Neurobehavioural correlates of changing one's mind in ADHD and OCD

Cognitive flexibility is an executive function that allows individuals to adjust behaviour in response to changing environmental demands. We assessed volitional switching under uncertainty, without rule-based learning, in the 'Change Your Mind' task. Nineteen patients with obsessive-compulsive disorder (OCD), 19 patients with attention-deficit hyperactivity disorder (ADHD) and matched control participants (20 per group) completed the task whilst undergoing a functional MRI scan.

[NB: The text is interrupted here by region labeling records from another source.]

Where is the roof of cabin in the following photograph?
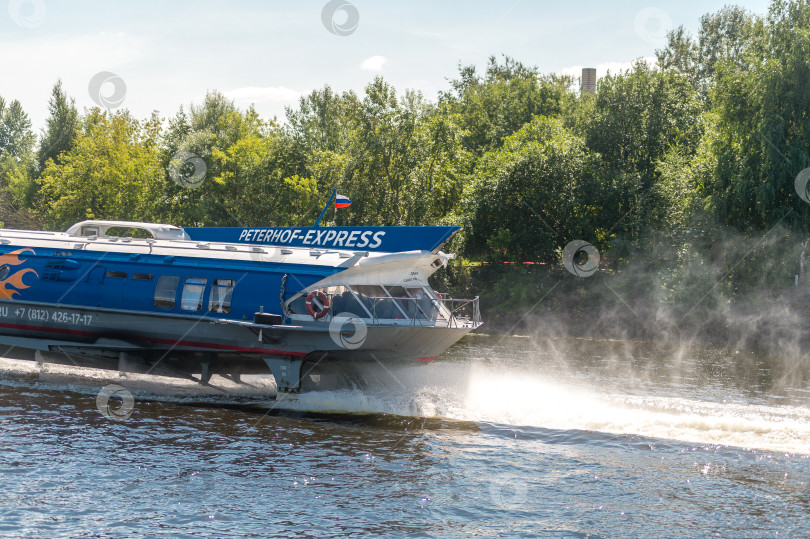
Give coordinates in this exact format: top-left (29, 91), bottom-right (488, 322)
top-left (66, 219), bottom-right (190, 240)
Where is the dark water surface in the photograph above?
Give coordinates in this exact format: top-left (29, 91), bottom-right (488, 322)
top-left (0, 337), bottom-right (810, 537)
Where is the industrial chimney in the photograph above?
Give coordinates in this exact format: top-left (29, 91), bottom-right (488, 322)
top-left (579, 67), bottom-right (596, 95)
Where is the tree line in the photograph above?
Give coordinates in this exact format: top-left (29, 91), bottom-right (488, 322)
top-left (0, 0), bottom-right (810, 312)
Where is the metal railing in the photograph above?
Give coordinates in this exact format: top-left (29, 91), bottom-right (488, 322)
top-left (330, 294), bottom-right (481, 328)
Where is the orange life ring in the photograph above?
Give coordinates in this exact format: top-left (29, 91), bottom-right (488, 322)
top-left (307, 290), bottom-right (329, 320)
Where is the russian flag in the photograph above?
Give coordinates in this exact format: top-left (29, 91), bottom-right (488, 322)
top-left (335, 195), bottom-right (352, 208)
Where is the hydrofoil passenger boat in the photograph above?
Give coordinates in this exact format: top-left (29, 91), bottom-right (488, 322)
top-left (0, 220), bottom-right (481, 393)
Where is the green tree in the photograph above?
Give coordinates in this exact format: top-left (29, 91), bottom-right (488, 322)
top-left (442, 56), bottom-right (573, 155)
top-left (463, 116), bottom-right (605, 262)
top-left (37, 79), bottom-right (79, 170)
top-left (40, 108), bottom-right (165, 228)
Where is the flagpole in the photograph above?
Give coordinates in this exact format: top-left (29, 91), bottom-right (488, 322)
top-left (312, 188), bottom-right (337, 226)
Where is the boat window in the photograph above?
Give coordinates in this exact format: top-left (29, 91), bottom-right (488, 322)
top-left (180, 277), bottom-right (208, 311)
top-left (208, 279), bottom-right (235, 313)
top-left (155, 275), bottom-right (180, 309)
top-left (408, 288), bottom-right (439, 320)
top-left (332, 286), bottom-right (368, 318)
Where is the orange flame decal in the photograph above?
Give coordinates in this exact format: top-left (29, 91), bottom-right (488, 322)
top-left (0, 247), bottom-right (39, 299)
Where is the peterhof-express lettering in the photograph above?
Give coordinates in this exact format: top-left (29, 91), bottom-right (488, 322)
top-left (239, 228), bottom-right (385, 249)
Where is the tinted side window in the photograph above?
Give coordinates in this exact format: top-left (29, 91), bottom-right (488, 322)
top-left (155, 275), bottom-right (180, 309)
top-left (180, 277), bottom-right (208, 311)
top-left (208, 279), bottom-right (234, 313)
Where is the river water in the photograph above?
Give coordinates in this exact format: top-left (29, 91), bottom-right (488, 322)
top-left (0, 336), bottom-right (810, 537)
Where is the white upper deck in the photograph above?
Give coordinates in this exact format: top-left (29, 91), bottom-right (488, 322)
top-left (0, 220), bottom-right (453, 282)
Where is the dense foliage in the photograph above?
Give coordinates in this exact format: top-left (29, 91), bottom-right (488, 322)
top-left (0, 0), bottom-right (810, 330)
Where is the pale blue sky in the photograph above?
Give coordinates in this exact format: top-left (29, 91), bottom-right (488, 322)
top-left (0, 0), bottom-right (768, 132)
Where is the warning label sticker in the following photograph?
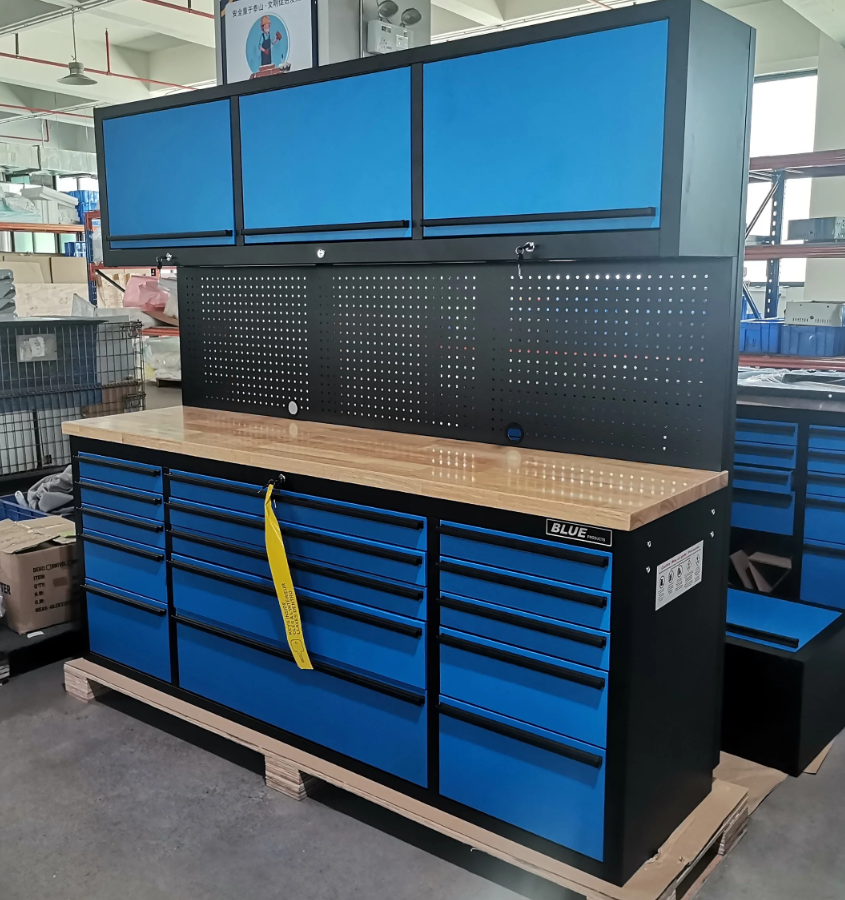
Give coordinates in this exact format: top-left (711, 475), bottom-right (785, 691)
top-left (654, 541), bottom-right (704, 609)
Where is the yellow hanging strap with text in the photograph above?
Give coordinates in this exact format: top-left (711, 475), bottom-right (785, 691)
top-left (264, 482), bottom-right (314, 669)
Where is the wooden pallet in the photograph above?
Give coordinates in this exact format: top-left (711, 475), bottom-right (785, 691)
top-left (65, 659), bottom-right (748, 900)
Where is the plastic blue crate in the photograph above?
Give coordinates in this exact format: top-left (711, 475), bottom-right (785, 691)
top-left (780, 325), bottom-right (845, 356)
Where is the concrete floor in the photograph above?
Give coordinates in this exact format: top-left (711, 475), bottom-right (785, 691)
top-left (0, 665), bottom-right (845, 900)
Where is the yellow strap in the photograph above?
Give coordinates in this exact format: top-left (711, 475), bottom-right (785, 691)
top-left (264, 484), bottom-right (314, 669)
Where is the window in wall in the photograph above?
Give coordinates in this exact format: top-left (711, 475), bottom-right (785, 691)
top-left (745, 72), bottom-right (818, 284)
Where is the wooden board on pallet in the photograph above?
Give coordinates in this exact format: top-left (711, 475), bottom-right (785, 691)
top-left (65, 659), bottom-right (748, 900)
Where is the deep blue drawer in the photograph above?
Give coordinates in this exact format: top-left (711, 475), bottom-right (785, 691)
top-left (170, 472), bottom-right (426, 550)
top-left (79, 453), bottom-right (161, 494)
top-left (85, 580), bottom-right (170, 681)
top-left (440, 698), bottom-right (605, 859)
top-left (171, 558), bottom-right (425, 688)
top-left (83, 532), bottom-right (167, 603)
top-left (801, 540), bottom-right (845, 609)
top-left (727, 590), bottom-right (841, 652)
top-left (736, 419), bottom-right (798, 447)
top-left (731, 488), bottom-right (795, 534)
top-left (79, 479), bottom-right (164, 522)
top-left (440, 522), bottom-right (611, 591)
top-left (440, 559), bottom-right (610, 631)
top-left (170, 530), bottom-right (426, 619)
top-left (178, 624), bottom-right (427, 786)
top-left (81, 506), bottom-right (164, 550)
top-left (734, 440), bottom-right (797, 469)
top-left (440, 628), bottom-right (608, 747)
top-left (440, 594), bottom-right (610, 669)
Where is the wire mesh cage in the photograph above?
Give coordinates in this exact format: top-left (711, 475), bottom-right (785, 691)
top-left (0, 318), bottom-right (145, 476)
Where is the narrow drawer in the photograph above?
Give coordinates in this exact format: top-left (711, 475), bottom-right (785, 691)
top-left (440, 594), bottom-right (610, 669)
top-left (731, 488), bottom-right (795, 534)
top-left (440, 628), bottom-right (608, 747)
top-left (85, 582), bottom-right (170, 681)
top-left (439, 697), bottom-right (605, 860)
top-left (178, 622), bottom-right (427, 787)
top-left (170, 471), bottom-right (426, 550)
top-left (79, 479), bottom-right (164, 522)
top-left (736, 419), bottom-right (798, 447)
top-left (727, 589), bottom-right (841, 653)
top-left (734, 440), bottom-right (797, 469)
top-left (80, 506), bottom-right (164, 550)
top-left (801, 541), bottom-right (845, 609)
top-left (82, 532), bottom-right (167, 603)
top-left (440, 522), bottom-right (611, 591)
top-left (78, 453), bottom-right (162, 494)
top-left (170, 529), bottom-right (426, 619)
top-left (171, 558), bottom-right (425, 688)
top-left (440, 559), bottom-right (610, 631)
top-left (804, 494), bottom-right (845, 545)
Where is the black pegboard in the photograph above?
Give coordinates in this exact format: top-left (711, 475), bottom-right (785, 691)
top-left (179, 259), bottom-right (735, 469)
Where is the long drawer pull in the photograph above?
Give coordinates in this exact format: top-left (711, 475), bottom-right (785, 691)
top-left (438, 634), bottom-right (606, 691)
top-left (178, 614), bottom-right (425, 706)
top-left (437, 701), bottom-right (604, 769)
top-left (440, 594), bottom-right (607, 648)
top-left (77, 453), bottom-right (161, 475)
top-left (727, 622), bottom-right (801, 648)
top-left (82, 533), bottom-right (164, 562)
top-left (439, 524), bottom-right (608, 569)
top-left (77, 478), bottom-right (161, 506)
top-left (439, 559), bottom-right (607, 609)
top-left (82, 584), bottom-right (167, 616)
top-left (79, 506), bottom-right (164, 534)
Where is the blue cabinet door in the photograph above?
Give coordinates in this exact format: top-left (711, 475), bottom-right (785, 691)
top-left (240, 68), bottom-right (411, 243)
top-left (103, 100), bottom-right (235, 249)
top-left (424, 21), bottom-right (668, 235)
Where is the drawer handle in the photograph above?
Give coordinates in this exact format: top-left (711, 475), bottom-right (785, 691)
top-left (84, 506), bottom-right (164, 534)
top-left (727, 622), bottom-right (801, 648)
top-left (440, 594), bottom-right (607, 648)
top-left (77, 453), bottom-right (161, 475)
top-left (438, 700), bottom-right (604, 769)
top-left (82, 584), bottom-right (167, 616)
top-left (440, 559), bottom-right (607, 609)
top-left (439, 523), bottom-right (608, 569)
top-left (77, 478), bottom-right (161, 506)
top-left (82, 534), bottom-right (164, 562)
top-left (178, 614), bottom-right (425, 706)
top-left (438, 634), bottom-right (606, 691)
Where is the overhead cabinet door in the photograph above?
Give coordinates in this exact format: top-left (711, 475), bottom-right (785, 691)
top-left (424, 21), bottom-right (668, 236)
top-left (240, 68), bottom-right (411, 243)
top-left (103, 100), bottom-right (235, 250)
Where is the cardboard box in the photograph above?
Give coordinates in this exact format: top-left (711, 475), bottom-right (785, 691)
top-left (0, 516), bottom-right (78, 634)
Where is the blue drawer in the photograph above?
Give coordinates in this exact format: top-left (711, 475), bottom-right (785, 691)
top-left (440, 522), bottom-right (611, 591)
top-left (440, 594), bottom-right (610, 669)
top-left (85, 582), bottom-right (170, 681)
top-left (81, 506), bottom-right (164, 550)
top-left (178, 623), bottom-right (427, 787)
top-left (79, 479), bottom-right (164, 522)
top-left (440, 628), bottom-right (608, 747)
top-left (736, 419), bottom-right (798, 447)
top-left (440, 698), bottom-right (605, 859)
top-left (731, 488), bottom-right (795, 534)
top-left (82, 532), bottom-right (167, 603)
top-left (801, 540), bottom-right (845, 609)
top-left (170, 471), bottom-right (426, 550)
top-left (727, 590), bottom-right (841, 653)
top-left (170, 529), bottom-right (425, 619)
top-left (171, 557), bottom-right (425, 688)
top-left (78, 453), bottom-right (162, 494)
top-left (734, 440), bottom-right (797, 469)
top-left (440, 559), bottom-right (610, 631)
top-left (804, 494), bottom-right (845, 544)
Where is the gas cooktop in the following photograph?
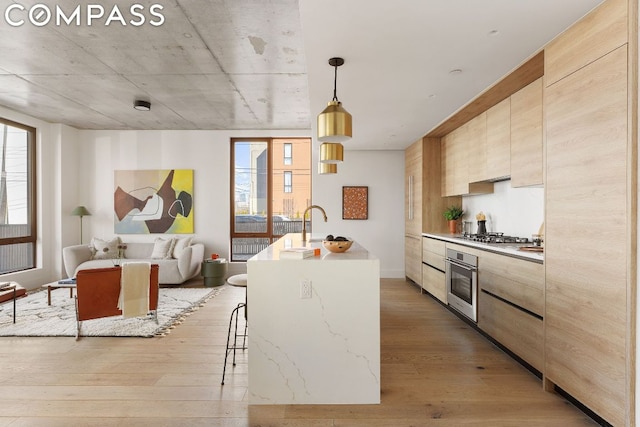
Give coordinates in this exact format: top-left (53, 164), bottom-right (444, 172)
top-left (462, 232), bottom-right (531, 243)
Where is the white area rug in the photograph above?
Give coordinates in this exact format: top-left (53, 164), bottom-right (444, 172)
top-left (0, 288), bottom-right (222, 337)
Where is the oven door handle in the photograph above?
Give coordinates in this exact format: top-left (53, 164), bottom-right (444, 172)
top-left (445, 258), bottom-right (478, 271)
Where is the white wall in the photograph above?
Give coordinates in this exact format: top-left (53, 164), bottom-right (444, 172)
top-left (462, 181), bottom-right (544, 238)
top-left (0, 107), bottom-right (63, 289)
top-left (313, 149), bottom-right (405, 278)
top-left (71, 130), bottom-right (404, 277)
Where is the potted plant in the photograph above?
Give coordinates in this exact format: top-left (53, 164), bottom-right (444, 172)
top-left (443, 206), bottom-right (464, 234)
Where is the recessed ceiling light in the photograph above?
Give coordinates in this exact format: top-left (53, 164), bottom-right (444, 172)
top-left (133, 99), bottom-right (151, 111)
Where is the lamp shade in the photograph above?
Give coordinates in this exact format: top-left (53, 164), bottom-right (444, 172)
top-left (318, 100), bottom-right (352, 142)
top-left (71, 206), bottom-right (91, 216)
top-left (318, 162), bottom-right (338, 175)
top-left (320, 142), bottom-right (344, 163)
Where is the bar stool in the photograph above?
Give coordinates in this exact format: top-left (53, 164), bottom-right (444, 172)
top-left (220, 274), bottom-right (247, 385)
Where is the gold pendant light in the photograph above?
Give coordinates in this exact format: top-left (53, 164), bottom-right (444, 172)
top-left (318, 58), bottom-right (352, 142)
top-left (318, 162), bottom-right (338, 175)
top-left (320, 142), bottom-right (344, 163)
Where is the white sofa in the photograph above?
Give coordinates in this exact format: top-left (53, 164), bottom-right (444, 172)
top-left (62, 242), bottom-right (204, 285)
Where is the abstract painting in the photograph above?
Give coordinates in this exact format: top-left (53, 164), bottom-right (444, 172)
top-left (342, 187), bottom-right (369, 219)
top-left (113, 169), bottom-right (193, 234)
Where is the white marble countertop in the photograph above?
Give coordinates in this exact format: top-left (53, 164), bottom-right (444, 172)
top-left (249, 233), bottom-right (378, 262)
top-left (422, 233), bottom-right (544, 263)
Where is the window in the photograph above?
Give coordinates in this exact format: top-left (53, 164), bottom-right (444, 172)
top-left (230, 138), bottom-right (311, 261)
top-left (282, 142), bottom-right (293, 166)
top-left (284, 171), bottom-right (293, 193)
top-left (0, 119), bottom-right (36, 274)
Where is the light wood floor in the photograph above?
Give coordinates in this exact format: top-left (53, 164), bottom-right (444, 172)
top-left (0, 280), bottom-right (596, 427)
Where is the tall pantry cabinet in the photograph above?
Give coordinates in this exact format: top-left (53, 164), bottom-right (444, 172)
top-left (404, 139), bottom-right (422, 285)
top-left (544, 0), bottom-right (637, 425)
top-left (404, 137), bottom-right (462, 286)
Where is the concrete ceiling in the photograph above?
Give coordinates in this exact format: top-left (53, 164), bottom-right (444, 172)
top-left (0, 0), bottom-right (601, 150)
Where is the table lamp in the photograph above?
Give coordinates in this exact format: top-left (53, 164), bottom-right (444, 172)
top-left (71, 206), bottom-right (91, 244)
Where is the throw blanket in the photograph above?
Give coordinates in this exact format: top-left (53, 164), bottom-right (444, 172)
top-left (118, 262), bottom-right (151, 317)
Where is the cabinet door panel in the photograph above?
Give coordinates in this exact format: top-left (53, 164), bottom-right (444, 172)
top-left (511, 78), bottom-right (542, 187)
top-left (404, 236), bottom-right (422, 285)
top-left (487, 98), bottom-right (511, 179)
top-left (478, 292), bottom-right (544, 372)
top-left (422, 264), bottom-right (447, 304)
top-left (545, 46), bottom-right (636, 425)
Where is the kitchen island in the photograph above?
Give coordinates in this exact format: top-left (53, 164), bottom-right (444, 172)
top-left (247, 234), bottom-right (380, 404)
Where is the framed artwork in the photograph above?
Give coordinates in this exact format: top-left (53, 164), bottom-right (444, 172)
top-left (342, 186), bottom-right (369, 219)
top-left (113, 169), bottom-right (193, 234)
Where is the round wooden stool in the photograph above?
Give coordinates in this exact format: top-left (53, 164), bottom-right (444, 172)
top-left (220, 274), bottom-right (247, 385)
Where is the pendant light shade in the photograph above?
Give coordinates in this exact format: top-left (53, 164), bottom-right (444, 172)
top-left (318, 58), bottom-right (353, 142)
top-left (318, 162), bottom-right (338, 175)
top-left (320, 142), bottom-right (344, 163)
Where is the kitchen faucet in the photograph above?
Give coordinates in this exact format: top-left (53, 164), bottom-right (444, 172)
top-left (302, 205), bottom-right (327, 242)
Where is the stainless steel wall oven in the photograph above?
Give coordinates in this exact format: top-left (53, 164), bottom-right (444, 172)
top-left (446, 248), bottom-right (478, 322)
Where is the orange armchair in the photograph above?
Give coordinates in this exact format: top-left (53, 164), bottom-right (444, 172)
top-left (76, 264), bottom-right (158, 339)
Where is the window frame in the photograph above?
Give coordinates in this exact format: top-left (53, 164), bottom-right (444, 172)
top-left (282, 171), bottom-right (293, 193)
top-left (282, 142), bottom-right (293, 166)
top-left (0, 117), bottom-right (38, 275)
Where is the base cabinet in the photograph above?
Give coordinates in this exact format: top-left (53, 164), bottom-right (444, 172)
top-left (422, 264), bottom-right (447, 304)
top-left (478, 291), bottom-right (544, 372)
top-left (404, 236), bottom-right (422, 285)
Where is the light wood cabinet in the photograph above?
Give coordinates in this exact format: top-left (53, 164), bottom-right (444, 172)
top-left (404, 139), bottom-right (422, 284)
top-left (404, 235), bottom-right (422, 286)
top-left (544, 0), bottom-right (628, 86)
top-left (478, 291), bottom-right (544, 372)
top-left (404, 140), bottom-right (422, 237)
top-left (422, 237), bottom-right (447, 304)
top-left (486, 98), bottom-right (511, 179)
top-left (441, 120), bottom-right (493, 197)
top-left (466, 112), bottom-right (490, 182)
top-left (545, 43), bottom-right (637, 425)
top-left (511, 78), bottom-right (543, 187)
top-left (478, 252), bottom-right (544, 372)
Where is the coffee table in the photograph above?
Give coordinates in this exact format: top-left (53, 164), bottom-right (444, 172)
top-left (42, 281), bottom-right (76, 305)
top-left (2, 282), bottom-right (22, 323)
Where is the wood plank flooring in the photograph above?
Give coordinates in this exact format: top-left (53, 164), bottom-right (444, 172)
top-left (0, 279), bottom-right (596, 427)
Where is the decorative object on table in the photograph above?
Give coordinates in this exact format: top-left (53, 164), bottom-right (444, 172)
top-left (476, 211), bottom-right (487, 235)
top-left (442, 205), bottom-right (464, 234)
top-left (200, 254), bottom-right (228, 286)
top-left (113, 243), bottom-right (127, 267)
top-left (322, 234), bottom-right (353, 253)
top-left (278, 246), bottom-right (315, 259)
top-left (113, 169), bottom-right (194, 234)
top-left (0, 288), bottom-right (224, 337)
top-left (342, 186), bottom-right (369, 219)
top-left (71, 206), bottom-right (91, 244)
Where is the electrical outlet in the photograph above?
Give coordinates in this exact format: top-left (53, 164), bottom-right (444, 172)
top-left (300, 279), bottom-right (311, 299)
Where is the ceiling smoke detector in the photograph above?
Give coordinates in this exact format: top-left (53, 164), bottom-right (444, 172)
top-left (133, 99), bottom-right (151, 111)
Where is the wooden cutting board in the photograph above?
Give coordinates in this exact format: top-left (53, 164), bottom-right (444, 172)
top-left (518, 246), bottom-right (544, 252)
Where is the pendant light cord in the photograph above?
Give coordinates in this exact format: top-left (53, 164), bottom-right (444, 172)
top-left (333, 65), bottom-right (338, 102)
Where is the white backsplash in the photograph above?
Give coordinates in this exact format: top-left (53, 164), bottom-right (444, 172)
top-left (462, 181), bottom-right (544, 238)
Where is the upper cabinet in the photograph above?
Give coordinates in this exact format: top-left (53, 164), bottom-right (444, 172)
top-left (511, 78), bottom-right (543, 187)
top-left (544, 0), bottom-right (628, 86)
top-left (467, 112), bottom-right (490, 182)
top-left (441, 117), bottom-right (493, 197)
top-left (486, 98), bottom-right (511, 179)
top-left (404, 139), bottom-right (422, 237)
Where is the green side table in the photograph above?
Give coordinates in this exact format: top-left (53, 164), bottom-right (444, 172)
top-left (200, 259), bottom-right (227, 286)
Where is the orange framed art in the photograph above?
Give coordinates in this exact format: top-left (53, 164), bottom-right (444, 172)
top-left (342, 186), bottom-right (369, 219)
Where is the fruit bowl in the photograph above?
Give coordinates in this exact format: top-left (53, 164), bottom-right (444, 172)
top-left (322, 240), bottom-right (353, 254)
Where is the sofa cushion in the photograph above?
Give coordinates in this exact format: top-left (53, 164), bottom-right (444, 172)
top-left (90, 237), bottom-right (120, 259)
top-left (151, 237), bottom-right (175, 259)
top-left (173, 236), bottom-right (193, 259)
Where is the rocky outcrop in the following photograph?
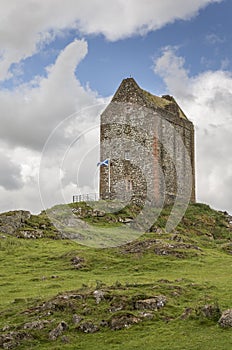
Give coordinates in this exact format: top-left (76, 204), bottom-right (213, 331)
top-left (0, 210), bottom-right (31, 235)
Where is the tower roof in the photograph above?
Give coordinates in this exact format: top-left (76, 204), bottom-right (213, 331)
top-left (112, 78), bottom-right (188, 120)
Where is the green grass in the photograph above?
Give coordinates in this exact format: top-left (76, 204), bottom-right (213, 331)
top-left (0, 204), bottom-right (232, 350)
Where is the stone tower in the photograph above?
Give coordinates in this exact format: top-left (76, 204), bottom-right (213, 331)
top-left (100, 78), bottom-right (195, 204)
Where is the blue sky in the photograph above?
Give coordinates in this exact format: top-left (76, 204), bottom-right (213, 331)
top-left (0, 0), bottom-right (232, 212)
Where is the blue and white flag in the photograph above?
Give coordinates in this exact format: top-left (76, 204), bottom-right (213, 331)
top-left (97, 159), bottom-right (109, 166)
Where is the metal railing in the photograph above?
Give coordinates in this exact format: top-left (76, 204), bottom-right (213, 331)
top-left (73, 193), bottom-right (99, 203)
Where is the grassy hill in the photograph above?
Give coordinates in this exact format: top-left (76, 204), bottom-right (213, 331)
top-left (0, 203), bottom-right (232, 350)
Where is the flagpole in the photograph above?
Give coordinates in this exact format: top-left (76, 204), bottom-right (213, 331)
top-left (108, 158), bottom-right (111, 194)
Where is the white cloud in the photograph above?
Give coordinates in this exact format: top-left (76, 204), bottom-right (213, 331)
top-left (0, 40), bottom-right (97, 150)
top-left (0, 0), bottom-right (222, 80)
top-left (154, 48), bottom-right (232, 212)
top-left (0, 40), bottom-right (104, 212)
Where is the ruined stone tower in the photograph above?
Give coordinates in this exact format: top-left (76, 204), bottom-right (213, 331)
top-left (100, 78), bottom-right (195, 204)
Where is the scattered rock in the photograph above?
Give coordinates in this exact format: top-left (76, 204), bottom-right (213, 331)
top-left (16, 229), bottom-right (44, 239)
top-left (109, 313), bottom-right (140, 331)
top-left (0, 332), bottom-right (30, 349)
top-left (77, 321), bottom-right (99, 333)
top-left (180, 307), bottom-right (193, 320)
top-left (135, 295), bottom-right (167, 310)
top-left (93, 290), bottom-right (104, 304)
top-left (140, 312), bottom-right (154, 320)
top-left (61, 335), bottom-right (70, 344)
top-left (200, 304), bottom-right (221, 321)
top-left (72, 314), bottom-right (83, 324)
top-left (0, 210), bottom-right (31, 235)
top-left (218, 309), bottom-right (232, 328)
top-left (71, 256), bottom-right (85, 270)
top-left (49, 321), bottom-right (68, 340)
top-left (23, 320), bottom-right (49, 329)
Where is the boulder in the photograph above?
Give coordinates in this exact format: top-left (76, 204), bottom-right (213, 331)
top-left (218, 309), bottom-right (232, 327)
top-left (0, 210), bottom-right (31, 235)
top-left (109, 313), bottom-right (140, 331)
top-left (77, 321), bottom-right (99, 333)
top-left (49, 321), bottom-right (68, 340)
top-left (135, 295), bottom-right (167, 310)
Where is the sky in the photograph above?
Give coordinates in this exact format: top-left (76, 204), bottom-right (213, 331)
top-left (0, 0), bottom-right (232, 213)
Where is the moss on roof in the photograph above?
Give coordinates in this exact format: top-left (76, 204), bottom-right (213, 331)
top-left (140, 88), bottom-right (187, 119)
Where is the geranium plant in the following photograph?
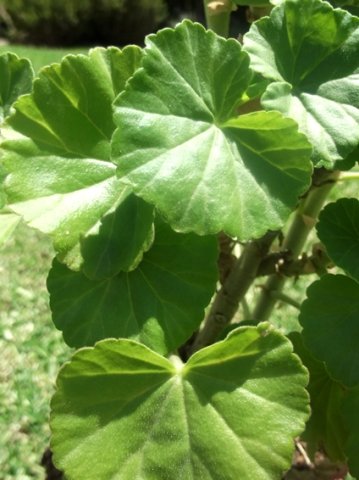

The task was a two-alternative forced choice paradigm where each stimulus was presented twice successively, with spurious feedback following the first presentation. This allowed participants the opportunity to repeat or change their response. Participants with ADHD changed their response more frequently than controls following a previously correct response, associated with reduced accuracy on the second trial. This was accompanied with smaller differences between change and repeat trials in the superior frontal gyrus, paracingulate gyrus and frontal pole compared to controls. Participants with OCD did not differ from healthy controls in their performance but exhibited greater activity on both change and repeat trials in the pre- and postcentral gyri than controls. These results point to distinct neurobehavioural differences in patients with ADHD and OCD underlying what is often termed more broadly inflexible behaviour.